ヒュルヒュルに乗せてもらったのは、覚えている限りでは数回、ほんの近所までだったと思う。前述したように、毎日通勤で使用しているし、当時、夜にクルマで買い物とかお出かけなどといっても開いてる店などない郊外ではどこへも行きようがなかったからだ。

それゆえ、キャロルに関してのインプレッションはほとんどない。覚えているのは、子供でもかなりキツイ後席。バラ園の門たるリヤドアはアリバイ工作のための存在である。大型のアメ車のスタイリングテイストをぐぐっと縮小したボディデザイン、オシャレなツートンカラー、いっぱいあるモール類やサッシュなどなど・・・なんだか乗り込むとオママゴトの世界に踏み込んでしまったようなクルマ、それがキャロルの総合的な感想だ。だから、「バラ園」なのである。

当時から、つるバラのアーチのあるガレージに置いていおくのにもっとも似合う軽だと位置づけていた。

たっちゃんは、新婚夫婦感に赤ちゃんが生まれたこともあって、軽なれど4ドアのキャロルを選択したのだと言っていた。ほどなくして、奥さんとちっちゃな赤ちゃんが病院から帰宅した。リヤシートに収まるちょっと大空真弓に似た奥さんと抱かれた赤ちゃんと、ピンクのルーフのキャロルは、とても微笑ましいコントラストを見せていた。

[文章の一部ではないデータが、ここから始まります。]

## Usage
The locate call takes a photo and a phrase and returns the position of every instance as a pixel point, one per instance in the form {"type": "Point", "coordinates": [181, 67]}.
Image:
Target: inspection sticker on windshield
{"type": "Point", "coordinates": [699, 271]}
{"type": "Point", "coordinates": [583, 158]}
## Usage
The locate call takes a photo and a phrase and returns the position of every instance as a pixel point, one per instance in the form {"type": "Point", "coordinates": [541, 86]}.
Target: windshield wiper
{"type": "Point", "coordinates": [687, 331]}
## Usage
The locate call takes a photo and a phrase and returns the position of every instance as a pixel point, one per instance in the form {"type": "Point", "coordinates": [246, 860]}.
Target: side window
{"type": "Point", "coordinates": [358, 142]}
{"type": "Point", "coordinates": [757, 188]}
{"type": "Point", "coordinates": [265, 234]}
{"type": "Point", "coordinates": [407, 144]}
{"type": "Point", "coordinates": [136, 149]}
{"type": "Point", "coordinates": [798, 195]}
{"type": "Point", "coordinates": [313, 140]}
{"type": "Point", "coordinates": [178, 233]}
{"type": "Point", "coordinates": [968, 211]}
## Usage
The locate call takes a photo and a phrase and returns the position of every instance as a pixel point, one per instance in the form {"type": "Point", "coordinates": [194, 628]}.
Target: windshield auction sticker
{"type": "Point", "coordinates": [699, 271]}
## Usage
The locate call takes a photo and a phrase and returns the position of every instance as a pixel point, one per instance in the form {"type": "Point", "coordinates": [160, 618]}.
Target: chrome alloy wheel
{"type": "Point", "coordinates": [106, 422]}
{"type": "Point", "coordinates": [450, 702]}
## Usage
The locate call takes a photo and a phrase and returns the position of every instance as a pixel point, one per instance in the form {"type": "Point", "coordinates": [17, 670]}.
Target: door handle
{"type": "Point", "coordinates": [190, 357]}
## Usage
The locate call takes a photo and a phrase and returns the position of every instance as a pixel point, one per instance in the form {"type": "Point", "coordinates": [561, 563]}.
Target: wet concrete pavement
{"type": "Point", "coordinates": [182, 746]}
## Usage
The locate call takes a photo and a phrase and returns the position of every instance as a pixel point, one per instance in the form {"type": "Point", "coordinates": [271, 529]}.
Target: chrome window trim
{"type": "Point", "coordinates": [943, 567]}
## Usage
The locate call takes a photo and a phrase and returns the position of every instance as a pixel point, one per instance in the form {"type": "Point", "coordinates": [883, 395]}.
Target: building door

その前後に、ナンバーは本ナンバーに替わり、同時に工場で整備してもらったということで、ヒュルヒュル音も消えていた。次は、高速でふらつきやすいからタイヤか足回りかなぁ、とたっちゃんは計画していたようだが、その計画が実行される前に、またヒュルヒュルという音が前より小さいもののしだした、と照れ笑いしながらこぼしていた。